UK housing market ‘to grow four per cent’ in 2021
British house prices are set to grow an average of four per cent in 2021, according to property website Rightmove, despite the looming end of a tax break and forecasts of rising unemployment.
Rightmove said asking prices for property first advertised between 8 November and 5 December were 6.6 per cent higher than a year earlier, after Brits “reprioritised housing needs high on their life agendas” during the pandemic.
Britain’s housing market received an unexpected boomed after the first raft of Covid restrictions were lifted in June, as people sought bigger houses and jumped on a temporary reduction in purchase taxes.

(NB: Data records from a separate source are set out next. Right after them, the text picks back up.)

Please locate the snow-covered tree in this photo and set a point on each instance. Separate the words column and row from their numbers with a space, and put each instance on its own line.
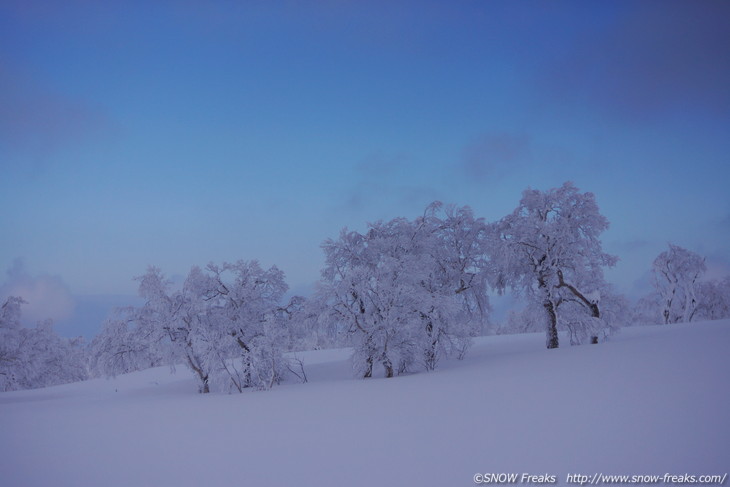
column 407, row 292
column 36, row 357
column 225, row 324
column 676, row 274
column 549, row 248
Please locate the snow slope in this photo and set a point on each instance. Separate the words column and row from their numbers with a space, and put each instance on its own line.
column 654, row 400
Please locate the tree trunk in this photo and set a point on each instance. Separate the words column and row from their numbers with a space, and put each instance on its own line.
column 388, row 367
column 369, row 368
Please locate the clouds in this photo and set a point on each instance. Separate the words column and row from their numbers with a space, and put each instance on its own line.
column 492, row 156
column 36, row 120
column 388, row 181
column 652, row 60
column 46, row 296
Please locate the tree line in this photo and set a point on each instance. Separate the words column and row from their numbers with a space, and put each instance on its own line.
column 404, row 294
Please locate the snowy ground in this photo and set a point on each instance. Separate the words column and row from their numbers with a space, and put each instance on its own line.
column 655, row 400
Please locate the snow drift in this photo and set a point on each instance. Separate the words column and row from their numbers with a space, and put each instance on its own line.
column 654, row 400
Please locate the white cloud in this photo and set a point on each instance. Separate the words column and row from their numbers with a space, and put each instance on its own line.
column 48, row 297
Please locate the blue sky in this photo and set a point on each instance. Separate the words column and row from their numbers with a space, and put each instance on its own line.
column 178, row 133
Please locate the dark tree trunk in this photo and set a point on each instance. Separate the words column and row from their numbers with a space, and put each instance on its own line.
column 388, row 367
column 368, row 368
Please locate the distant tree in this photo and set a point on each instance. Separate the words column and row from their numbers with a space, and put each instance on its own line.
column 36, row 357
column 676, row 274
column 713, row 299
column 407, row 292
column 549, row 248
column 225, row 324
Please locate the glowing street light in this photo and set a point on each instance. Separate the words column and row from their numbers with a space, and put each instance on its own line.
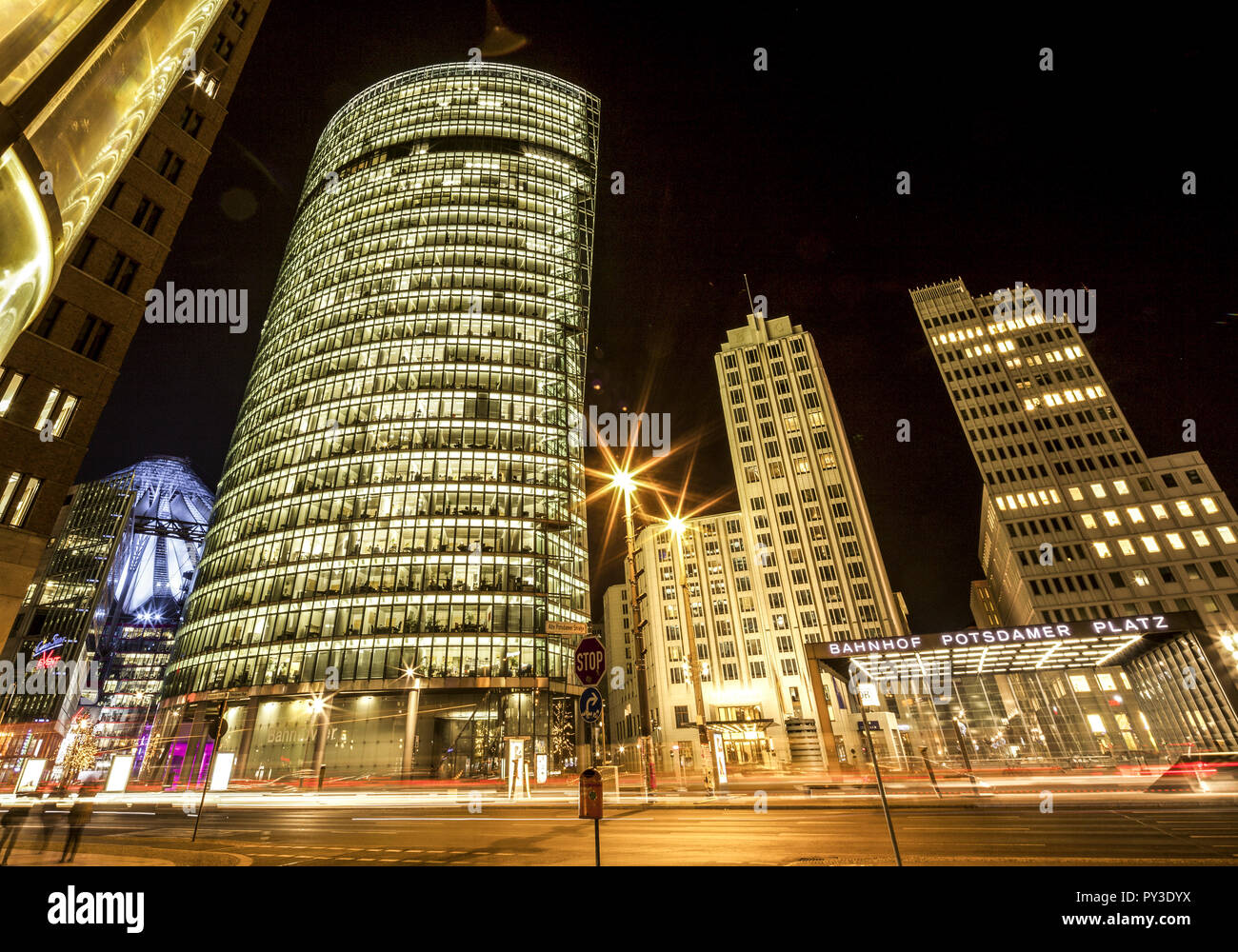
column 624, row 482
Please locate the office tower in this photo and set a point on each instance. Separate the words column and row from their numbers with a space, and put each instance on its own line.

In July, the government announced a stamp duty holiday for properties purchased for under £500,000, leading to a build-up of transactions over the last few months as buyers pushed to complete sales before the deadline.
The tax break is due to expire at the end of March, but Rightmove said underlying demand and cheap borrowing costs were unlikely to dampen activity.
“There’s likely to be a lull in quarter two unless the stamp duty holiday is extended, but for many buyers its removal will not be make or break, though may lead them to reduce their offers to a degree,” Rightmove’s director of property data, Tim Bannister, said.
He added: “Our 2021 forecast of a four percent price rise is more conservative than the unsustainable 6.6 percent national average seen this year.”
The Bank of England in October reported that lenders approved the most new mortgages since 2007 this year, while mortgage lender Halifax said house prices had risen by the most since 2004 in the five months since lockdown ended.
Jeremy Leaf, north London estate agent and a former RICS residential chairman, said: “At the coalface, we are experiencing much the same but expecting a busy first quarter as buyers and sellers rush to take advantage of the stamp duty concession.
“However, we don’t anticipate a cliff-edge scenario at present. Nearly all sales agreed seem to be proceeding to exchange of contract, unless exceptional circumstances prevail and prices are not being widely renegotiated in anticipation of a market fall due to Brexit, the pandemic or potentially worsening economic news.’